O plano de trabalho do instituto em 2026 é um documento de 76 páginas que traz informações sobre a estrutura do órgão e elenca as pesquisas que devem ser realizadas.
 

A gestão do IBGE escolheu cinco locais das cinco grandes regiões do país para apresentá-lo.
 

A série de eventos começou na terça (20) em São Francisco do Conde (BA), chegou nesta quarta (21) a Brasília e segue por Curitiba na quinta (22), Belo Horizonte na sexta (23) e Macapá na segunda (26).
 

"Estamos resgatando o planejamento, que vai definir o que o IBGE vai ter que fazer de 2026 a 2030. É óbvio que não teremos, necessariamente, a garantia de que vamos realizar isso. Mas estamos dizendo para a sociedade, para o governo: se quiser ter as melhores informações, são esses os instrumentos", afirmou Pochmann.
 

A cidade do Rio de Janeiro, que é o centro das operações do IBGE, ficou de fora da lista de eventos de apresentação do plano.
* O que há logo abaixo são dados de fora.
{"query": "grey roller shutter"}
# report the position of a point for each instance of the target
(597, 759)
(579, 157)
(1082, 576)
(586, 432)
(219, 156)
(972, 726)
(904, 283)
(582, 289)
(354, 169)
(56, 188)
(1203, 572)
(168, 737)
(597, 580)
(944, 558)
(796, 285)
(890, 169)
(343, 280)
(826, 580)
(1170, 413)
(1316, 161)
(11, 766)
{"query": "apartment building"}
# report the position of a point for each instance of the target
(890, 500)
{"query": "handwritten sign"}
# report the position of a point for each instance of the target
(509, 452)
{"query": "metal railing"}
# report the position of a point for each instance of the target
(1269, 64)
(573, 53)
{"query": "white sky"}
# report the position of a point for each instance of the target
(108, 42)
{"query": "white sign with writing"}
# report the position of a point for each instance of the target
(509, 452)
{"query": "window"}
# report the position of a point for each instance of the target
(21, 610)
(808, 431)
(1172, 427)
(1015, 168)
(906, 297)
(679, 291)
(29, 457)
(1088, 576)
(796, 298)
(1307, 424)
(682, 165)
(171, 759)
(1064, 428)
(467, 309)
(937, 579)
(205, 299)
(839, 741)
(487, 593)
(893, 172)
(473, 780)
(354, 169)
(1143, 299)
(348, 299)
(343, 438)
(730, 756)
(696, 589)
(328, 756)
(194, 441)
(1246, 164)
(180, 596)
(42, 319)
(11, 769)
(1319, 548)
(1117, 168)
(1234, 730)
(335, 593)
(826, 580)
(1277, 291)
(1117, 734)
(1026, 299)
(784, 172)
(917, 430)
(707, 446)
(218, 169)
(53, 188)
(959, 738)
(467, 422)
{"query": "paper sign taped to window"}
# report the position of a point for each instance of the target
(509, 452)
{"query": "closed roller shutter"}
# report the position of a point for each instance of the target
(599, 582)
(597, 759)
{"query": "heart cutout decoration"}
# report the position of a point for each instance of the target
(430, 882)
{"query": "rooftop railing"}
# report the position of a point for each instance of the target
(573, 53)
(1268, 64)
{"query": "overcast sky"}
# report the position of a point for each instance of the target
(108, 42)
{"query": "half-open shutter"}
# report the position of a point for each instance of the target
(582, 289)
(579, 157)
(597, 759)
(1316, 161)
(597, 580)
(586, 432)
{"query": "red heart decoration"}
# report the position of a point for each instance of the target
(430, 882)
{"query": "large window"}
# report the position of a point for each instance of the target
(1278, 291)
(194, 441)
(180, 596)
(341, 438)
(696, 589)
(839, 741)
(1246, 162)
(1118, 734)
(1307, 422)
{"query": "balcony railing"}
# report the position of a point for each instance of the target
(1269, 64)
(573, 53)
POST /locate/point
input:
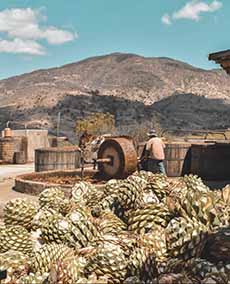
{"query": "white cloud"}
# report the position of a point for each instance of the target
(193, 10)
(27, 26)
(166, 19)
(21, 46)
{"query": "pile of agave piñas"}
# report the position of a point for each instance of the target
(145, 229)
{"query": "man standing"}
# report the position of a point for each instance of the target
(154, 152)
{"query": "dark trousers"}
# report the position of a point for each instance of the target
(156, 166)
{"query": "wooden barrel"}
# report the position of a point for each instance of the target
(7, 150)
(63, 158)
(211, 161)
(177, 158)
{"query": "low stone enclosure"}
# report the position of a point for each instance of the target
(35, 183)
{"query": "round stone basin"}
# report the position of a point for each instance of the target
(35, 183)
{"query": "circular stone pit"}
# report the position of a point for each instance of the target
(35, 183)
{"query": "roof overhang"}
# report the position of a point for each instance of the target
(222, 58)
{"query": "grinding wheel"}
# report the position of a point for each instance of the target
(123, 156)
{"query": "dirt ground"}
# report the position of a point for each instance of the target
(7, 175)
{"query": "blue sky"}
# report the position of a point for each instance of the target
(38, 34)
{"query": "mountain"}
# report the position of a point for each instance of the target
(136, 90)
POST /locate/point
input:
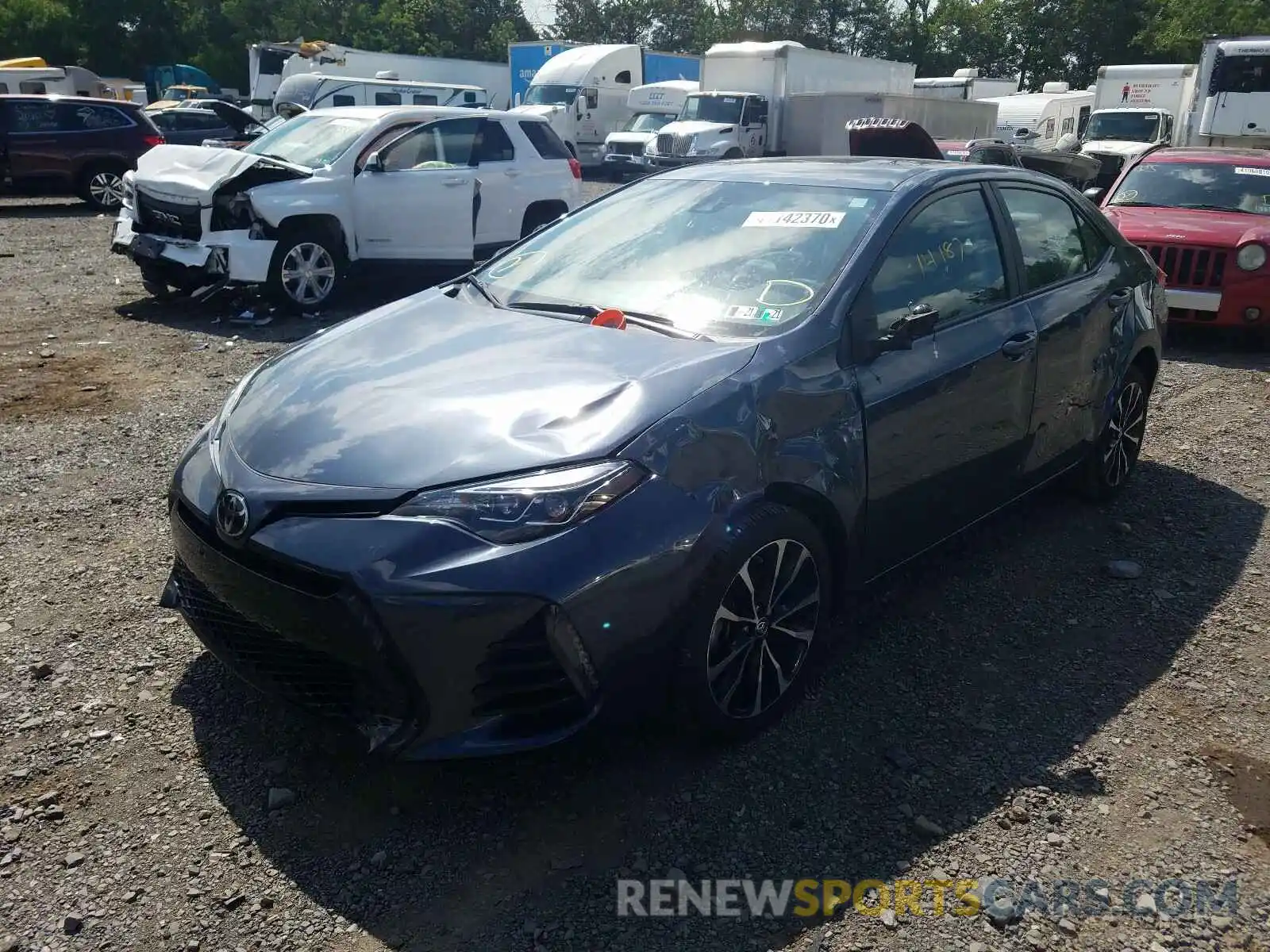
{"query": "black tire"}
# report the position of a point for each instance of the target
(306, 247)
(762, 653)
(1115, 454)
(537, 217)
(102, 187)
A ausência é contestada por servidores locais.
 

Entre os críticos, há quem defina a série de cerimônias como um show de fumaça de gelo seco, ou seja, sem a garantia de avanços práticos em um contexto de turbulência interna no instituto.
 

O plano de trabalho afirma que, em 2026, o IBGE "buscará avançar no planejamento do Censo Demográfico 2030", incluindo a realização de consulta pública.
 

O órgão, contudo, ainda precisa finalizar a publicação de dados do recenseamento anterior, relativo a 2022.
 

O IBGE também prepara a realização do 12º Censo Agropecuário, Florestal e Aquícola, que mapeia estabelecimentos rurais no país. O órgão adiou a previsão de início da coleta dos dados de 2026 para 2027.
 

Segundo o plano, o instituto deve realizar neste ano a primeira prova-piloto de um recenseamento da população em situação de rua no Brasil.
 

A gestão Pochmann ainda busca mudanças no estatuto da instituição, o que gerou outro ponto de atrito com servidores no ano passado.